I'm biased, but I think the petrol, green, and sequinned spys are the most gorgeous... followed closely by chocolate brown, honey, white, metallic silver, and tulle.


----------



## ayla

This one:


----------



## amanda

i love the hologram, petrol, white and cognac (not necessarily in that order)


----------



## lvobsessed

I love the Cognac and blue ( that nicole  richie carries around .. )
 and this  one 
	

	
	
		
		

		
		
	


	









			
				TheArtofAcquisition said:
			
		

> I was wondering, for those of us who love the spy, which is the coolest color? Which one is the spy of spies? The top of the toppermost? And which one is the hardest to find? The honey spy, the white, the zucca print, the gold/silver, the suede silver, the fortuny leather hologram and more etc. etc.?
> 
> 
> View attachment 7956
> 
> 
> View attachment 7957
> 
> 
> View attachment 7958
> 
> 
> View attachment 7959


----------



## BorsaBella

I love the gold!  So beautiful.


----------



## chidzuyo

I like the first one! It looks so pearly and elegant.


----------



## Sweetea

I LOVE THE SPY!!! So I think they are all beautiful!! I just want it all!  if I have the money to buy them. Each color has it own unique and beauty so it hard for me to pick the coolest. I have the dark brown and I chose it because it the easiest color to wear with my outfit. I love the black for the same reason ( so I want this one too).  I want to camel and the gold/silver but I can only pick one for right now LOL. The coolest color will the one that you pick and whatever color which looks great on you and also the color that give you the WOW feeling when you wear her.


----------



## Kat

I love the first one and the hologram Spy.  I wish I could get those colors in a different bag.


----------



## whatzerface

I just like the basic ones.
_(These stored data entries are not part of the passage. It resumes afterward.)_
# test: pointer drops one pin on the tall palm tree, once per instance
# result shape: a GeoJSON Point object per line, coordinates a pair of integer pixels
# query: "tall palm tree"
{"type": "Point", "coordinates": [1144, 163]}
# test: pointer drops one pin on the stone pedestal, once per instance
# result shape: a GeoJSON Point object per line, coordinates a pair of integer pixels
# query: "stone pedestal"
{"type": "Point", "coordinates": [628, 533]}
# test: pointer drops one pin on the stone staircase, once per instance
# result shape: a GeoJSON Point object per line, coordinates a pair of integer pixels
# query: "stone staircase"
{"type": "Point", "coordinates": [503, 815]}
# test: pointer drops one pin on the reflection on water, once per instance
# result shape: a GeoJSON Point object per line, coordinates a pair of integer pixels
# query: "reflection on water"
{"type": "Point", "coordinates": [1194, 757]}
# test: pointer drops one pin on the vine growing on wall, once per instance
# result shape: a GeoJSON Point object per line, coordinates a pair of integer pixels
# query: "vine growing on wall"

Nothing fancy for me. My favorite colors are the petrol and the white. The cognac is nice too. Of course I've never seen any of them IRL. I hate how much the shopping sucks here!


----------



## BalenciagaLove

femina said:
			
		

> Here are my favorites.


 
Absolutely! I totally agree. That suede tulle spy is my absolute favorite!!


----------



## PGN

I love my cognac spy


----------



## Virginia

i'm liking the denim/striped one..


----------



## LondonBrat

The dark green, the denim with stripes and my ultimate favorite...the tulle.


----------



## hermesBB

This is THE spy i want, but the price is >10,000 $$$

I would rather save it for a ostrich birkin


----------



## Marie83

i love the petrol and green and the hologram, although i think the petrol would be the most useable and would go with more


----------



## Muse

I am looking for my first spy to purchase period!


----------



## abandonedimages

TammyD said:
			
		

> My favorite is my dark chocolate spy - it's classic and luxurious. I also like the tulle and velvet spy. It's my second favorite.


 
Now that's cute, and I dont even like the Spy. I also like this one -





and this one-


----------



## Discobunniee

I like my black spy! As many have said before me, it's SO easy to wear, day or night. I also love the ones with the floral embellishments... in any color!


----------



## fendifemale

ayla said:
			
		

> This one:


beautiful! daggone shame she gotta pair of yellow shoes on w/it!


----------



## FullyLoaded

^^And in some circles I'm sure that look is considered stylish.

How much is the denim Spy?


----------



## BlkLadyLaw

Petrol and Honey.  I just got them both and can't wait til they get here.  I just got into the spy bag...it grew on me.


----------



## bagqueen

I am loving the striped denim and the wisteria in cognac.


----------



## star3777

BlkLadyLaw said:
			
		

> Petrol and Honey. I just got them both and can't wait til they get here. I just got into the spy bag...it grew on me.


 
Yours are GORGEOUS!

I love the honey and hologram the most. Actually, the python too!


----------



## Iluvbags

I love the brown, cognac and one I just saw recently on the forum.  I think it was called tobbaco.

I want one


Almost forgot.....the tan Wisteria one like Star3777's, even though I know I'll never own that one. Cost to much $$$$$$$$ for me.


----------



## Luna

I like the petrol and the spy with purple handles... 

I also like the striped denim.. but not in the spy version...the satchel is cuter.


----------



## fendigal

The crackle spy is the most elaborate in my opinion.  I had it for a while and then sold it.  I never had a place to wear it, it is so fancy.  The squirrel is my second favorite.


----------



## hlh0904

I have the honey with cognac handles and the black nappa medium spy bags. So in love with this style!


----------